Strengths Coaching Blog

Thursday, June 9, 2016

What Does a Coach Really Do?

 By Adam Hickman

Doing something wrong? Need help improving? Oftentimes, coaching or mentoring is the go-to solution, whether the need is a disciplinary action, or just to help someone adapt to “how things are done around here.” So, when I was invited to Strengths-Based Coaching, I assumed it was just another way to right what was wrong with me. Instead, I learned about the practice and value of coaching from a talent-focused perspective. Coaching is performance based. Strengths-based coaching is not about fixing a person, but unlocking their powerful potential.

 Early in my career, I obtained a coach who is now one my close friends. This person is always someone I can count on to give me the advice I do not want to hear, and alternately the advice I hope to hear. You know -- the joys of a coach. Command is No. 2 for me; thus, I often cast emotions aside in favor of hard-charging action. I have been called bold, assertive or self-sufficient.
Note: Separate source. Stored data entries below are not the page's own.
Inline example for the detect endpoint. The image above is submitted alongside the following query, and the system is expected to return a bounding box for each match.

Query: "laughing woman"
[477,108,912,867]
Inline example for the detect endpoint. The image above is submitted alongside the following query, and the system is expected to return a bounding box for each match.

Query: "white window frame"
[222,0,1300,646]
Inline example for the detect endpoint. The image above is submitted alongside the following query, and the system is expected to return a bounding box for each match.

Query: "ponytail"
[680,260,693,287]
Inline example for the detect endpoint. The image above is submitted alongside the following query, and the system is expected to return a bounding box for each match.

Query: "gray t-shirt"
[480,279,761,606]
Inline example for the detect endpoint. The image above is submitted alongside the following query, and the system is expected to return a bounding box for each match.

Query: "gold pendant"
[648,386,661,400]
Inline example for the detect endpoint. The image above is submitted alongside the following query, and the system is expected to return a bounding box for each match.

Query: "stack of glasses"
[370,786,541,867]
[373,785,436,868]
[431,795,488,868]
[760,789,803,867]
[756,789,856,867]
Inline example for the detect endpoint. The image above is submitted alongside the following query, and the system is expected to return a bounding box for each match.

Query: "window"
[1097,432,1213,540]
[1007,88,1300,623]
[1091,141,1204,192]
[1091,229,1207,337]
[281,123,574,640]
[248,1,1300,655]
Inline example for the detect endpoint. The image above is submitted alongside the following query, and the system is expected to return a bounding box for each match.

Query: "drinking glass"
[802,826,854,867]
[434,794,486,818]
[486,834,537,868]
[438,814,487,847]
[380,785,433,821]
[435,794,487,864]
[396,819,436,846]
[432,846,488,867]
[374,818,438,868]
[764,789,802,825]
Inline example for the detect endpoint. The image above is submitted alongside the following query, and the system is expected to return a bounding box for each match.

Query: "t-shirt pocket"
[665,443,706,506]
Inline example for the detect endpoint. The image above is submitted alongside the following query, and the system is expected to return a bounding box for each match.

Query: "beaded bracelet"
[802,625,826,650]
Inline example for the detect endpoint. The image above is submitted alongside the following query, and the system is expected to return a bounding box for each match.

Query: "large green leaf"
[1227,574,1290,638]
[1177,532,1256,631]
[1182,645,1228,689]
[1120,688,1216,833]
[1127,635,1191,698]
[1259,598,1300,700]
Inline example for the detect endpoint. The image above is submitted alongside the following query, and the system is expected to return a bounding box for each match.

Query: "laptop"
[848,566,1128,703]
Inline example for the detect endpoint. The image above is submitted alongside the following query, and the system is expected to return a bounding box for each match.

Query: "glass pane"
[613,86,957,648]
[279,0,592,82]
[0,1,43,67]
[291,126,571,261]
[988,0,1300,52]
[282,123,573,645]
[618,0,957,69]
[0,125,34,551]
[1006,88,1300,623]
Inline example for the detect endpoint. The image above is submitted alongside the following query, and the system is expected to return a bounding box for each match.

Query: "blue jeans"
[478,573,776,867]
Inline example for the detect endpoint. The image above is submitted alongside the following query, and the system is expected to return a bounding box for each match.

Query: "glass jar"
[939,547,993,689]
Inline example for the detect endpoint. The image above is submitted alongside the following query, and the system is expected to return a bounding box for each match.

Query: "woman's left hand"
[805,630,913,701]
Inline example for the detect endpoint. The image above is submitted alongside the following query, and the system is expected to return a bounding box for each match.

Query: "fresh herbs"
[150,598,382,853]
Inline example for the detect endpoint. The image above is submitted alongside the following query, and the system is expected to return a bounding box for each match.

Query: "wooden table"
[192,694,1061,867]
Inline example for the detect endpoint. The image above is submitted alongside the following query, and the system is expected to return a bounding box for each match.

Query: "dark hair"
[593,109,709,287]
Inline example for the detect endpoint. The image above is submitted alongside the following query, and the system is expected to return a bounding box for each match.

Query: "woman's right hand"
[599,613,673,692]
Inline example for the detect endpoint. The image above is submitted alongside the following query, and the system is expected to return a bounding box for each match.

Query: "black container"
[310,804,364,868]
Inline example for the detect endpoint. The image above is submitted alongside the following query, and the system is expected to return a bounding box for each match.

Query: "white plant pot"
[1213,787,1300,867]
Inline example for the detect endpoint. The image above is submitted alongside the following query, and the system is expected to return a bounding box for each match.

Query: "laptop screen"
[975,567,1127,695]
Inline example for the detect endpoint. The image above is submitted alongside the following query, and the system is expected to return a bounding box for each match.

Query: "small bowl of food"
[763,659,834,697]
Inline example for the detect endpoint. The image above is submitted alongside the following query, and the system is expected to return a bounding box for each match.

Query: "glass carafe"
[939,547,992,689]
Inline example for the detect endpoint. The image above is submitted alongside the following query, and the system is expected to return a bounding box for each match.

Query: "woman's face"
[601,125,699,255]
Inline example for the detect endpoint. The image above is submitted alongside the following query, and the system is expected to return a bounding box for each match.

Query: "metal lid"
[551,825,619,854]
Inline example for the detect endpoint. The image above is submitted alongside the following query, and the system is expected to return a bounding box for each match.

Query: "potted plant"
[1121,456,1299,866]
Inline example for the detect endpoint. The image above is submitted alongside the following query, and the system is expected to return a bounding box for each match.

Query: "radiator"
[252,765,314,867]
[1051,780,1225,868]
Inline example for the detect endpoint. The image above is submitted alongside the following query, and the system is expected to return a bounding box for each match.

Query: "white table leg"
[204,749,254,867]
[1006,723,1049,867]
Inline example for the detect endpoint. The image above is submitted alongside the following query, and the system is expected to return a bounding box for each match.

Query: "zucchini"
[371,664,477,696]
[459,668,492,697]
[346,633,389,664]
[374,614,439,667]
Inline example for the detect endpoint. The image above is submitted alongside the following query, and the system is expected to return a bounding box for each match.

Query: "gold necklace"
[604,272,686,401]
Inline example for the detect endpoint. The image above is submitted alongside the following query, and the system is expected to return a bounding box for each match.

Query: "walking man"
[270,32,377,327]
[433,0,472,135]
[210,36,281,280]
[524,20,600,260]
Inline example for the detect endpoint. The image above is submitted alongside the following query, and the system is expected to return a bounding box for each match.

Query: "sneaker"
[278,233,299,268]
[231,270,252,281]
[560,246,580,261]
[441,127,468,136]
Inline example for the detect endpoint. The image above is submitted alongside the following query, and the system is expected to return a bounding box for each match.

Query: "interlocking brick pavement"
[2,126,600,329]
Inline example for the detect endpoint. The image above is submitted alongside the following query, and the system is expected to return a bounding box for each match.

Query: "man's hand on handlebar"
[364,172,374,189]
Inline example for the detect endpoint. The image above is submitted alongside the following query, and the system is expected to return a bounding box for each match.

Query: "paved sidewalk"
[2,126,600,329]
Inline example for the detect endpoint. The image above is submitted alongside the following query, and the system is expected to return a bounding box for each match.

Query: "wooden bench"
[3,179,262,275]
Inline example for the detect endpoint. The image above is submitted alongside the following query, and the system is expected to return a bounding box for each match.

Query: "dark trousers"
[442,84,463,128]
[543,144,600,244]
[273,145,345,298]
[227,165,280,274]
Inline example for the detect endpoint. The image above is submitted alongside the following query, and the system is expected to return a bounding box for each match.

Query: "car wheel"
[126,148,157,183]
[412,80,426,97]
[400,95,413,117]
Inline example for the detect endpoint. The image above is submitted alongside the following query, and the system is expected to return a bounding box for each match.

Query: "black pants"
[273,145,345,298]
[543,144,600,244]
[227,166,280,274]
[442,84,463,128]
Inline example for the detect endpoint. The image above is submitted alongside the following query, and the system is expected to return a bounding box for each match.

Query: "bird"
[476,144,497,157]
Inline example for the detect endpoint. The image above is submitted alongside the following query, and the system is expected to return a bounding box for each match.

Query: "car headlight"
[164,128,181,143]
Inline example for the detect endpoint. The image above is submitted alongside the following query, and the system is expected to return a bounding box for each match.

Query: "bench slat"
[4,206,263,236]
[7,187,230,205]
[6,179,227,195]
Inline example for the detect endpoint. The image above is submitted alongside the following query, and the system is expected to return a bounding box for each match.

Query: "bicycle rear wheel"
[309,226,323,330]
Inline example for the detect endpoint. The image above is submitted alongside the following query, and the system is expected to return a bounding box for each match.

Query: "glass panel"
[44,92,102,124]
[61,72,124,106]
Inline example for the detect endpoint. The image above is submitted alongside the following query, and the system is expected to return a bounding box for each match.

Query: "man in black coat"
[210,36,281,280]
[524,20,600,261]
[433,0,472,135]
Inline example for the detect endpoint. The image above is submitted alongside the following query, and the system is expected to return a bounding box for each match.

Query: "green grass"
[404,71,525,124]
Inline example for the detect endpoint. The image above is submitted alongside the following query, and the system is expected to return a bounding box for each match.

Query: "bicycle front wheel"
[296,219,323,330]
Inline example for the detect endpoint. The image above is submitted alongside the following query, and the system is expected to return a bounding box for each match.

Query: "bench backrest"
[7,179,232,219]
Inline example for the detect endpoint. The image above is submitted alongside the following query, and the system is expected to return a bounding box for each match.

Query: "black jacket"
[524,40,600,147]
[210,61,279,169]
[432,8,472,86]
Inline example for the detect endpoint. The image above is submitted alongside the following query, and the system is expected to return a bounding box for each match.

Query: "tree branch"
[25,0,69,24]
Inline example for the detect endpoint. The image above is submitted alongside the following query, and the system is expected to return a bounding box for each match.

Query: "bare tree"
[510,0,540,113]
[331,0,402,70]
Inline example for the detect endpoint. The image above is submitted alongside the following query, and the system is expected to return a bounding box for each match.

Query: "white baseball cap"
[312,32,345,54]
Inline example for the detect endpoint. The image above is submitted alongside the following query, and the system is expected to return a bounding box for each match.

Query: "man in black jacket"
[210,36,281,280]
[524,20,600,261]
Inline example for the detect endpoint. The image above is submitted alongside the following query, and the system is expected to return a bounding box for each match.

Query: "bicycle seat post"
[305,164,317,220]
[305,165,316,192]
My coach helped me focus this feedback in a way that I could not have done on my own. She gave me the self-awareness of my talent’s vulnerability and helped me understand just how effective and powerful Command can be in its prime. I rarely ever reflected on the wake I left behind me, and now I lead with what is ahead of me. I leverage my Analytical and Individualization to think before acting. Without my coach, I would not be where I am today. My performance and contributions to the work that I do every day invigorates me and engages my dominant themes. Learning how to leverage my strengths took a strengths-based coach and learning to appreciate and claim those talents.  

The titles coach and mentor have similar connotations. The term coach as a verb means to train or instruct. The word mentor as a verb means to advise or train someone, especially a younger colleague. In my experience, mentoring sessions were task-driven with a defined end date. The mentoring relationship was more about reaching the goal of the task rather than building the relationship. I did not share as much as I would have shared with a coach because of the bias I had going into the conversation with the mentor.  

For those Gallup-Certified Strengths Coaches out there in the world, you know the abundance of differences between coaching and mentoring. Coaching with the Clifton StrengthsFinder (CSF) is using Gallup’s science to build talented individuals. We begin by building a relationship with the client. We then use tools, evidence and insights to help them know themselves better. A coach sits in the passenger seat, helping a client to understand, adjust and guide themselves in pursuit of improved performance. 

Don Clifton once said, “Our lives are shaped by our interactions with others. Whether we have a long conversation with a friend or simply place an order at a restaurant, every interaction makes a difference.” My Competition hears those words and ignites the possibilities that still are ahead of me. 

The world is shifting, and people are asking for a coach in their life now more than ever. In Gallup’s latest research on millennials, a coach is defined as someone who understands the individual and motivates that person. A coach individualizes expectations and removes barriers for high performance, and 59% of millennials report that the opportunity to learn and grow is extremely important to them. There is no time like now to do exactly that: understand and motivate. Be the coach that so many people require.  


Adam Hickman is a Learning Design Consultant at Gallup. He specializes in Leadership Development and Emotional Intelligence. Adam received his B.A. in Communications from Hiram College and his Master's Degree in Management from Walden University.





Adam's top 5 strengths are: Ideation | Command | Analytical | Competition | Individualization

1 comment :

Joe said...

Very nice post, Adam.

Your description of how your Command manifests reminds me of a supervisor that I did not have and did not get along with. I think, had she had a coach, she would have been an excellent supervisor, but she often acted without regard to people's emotional responses, which is tough for me (Empathy #1).

Great insight; thank you for sharing your journey.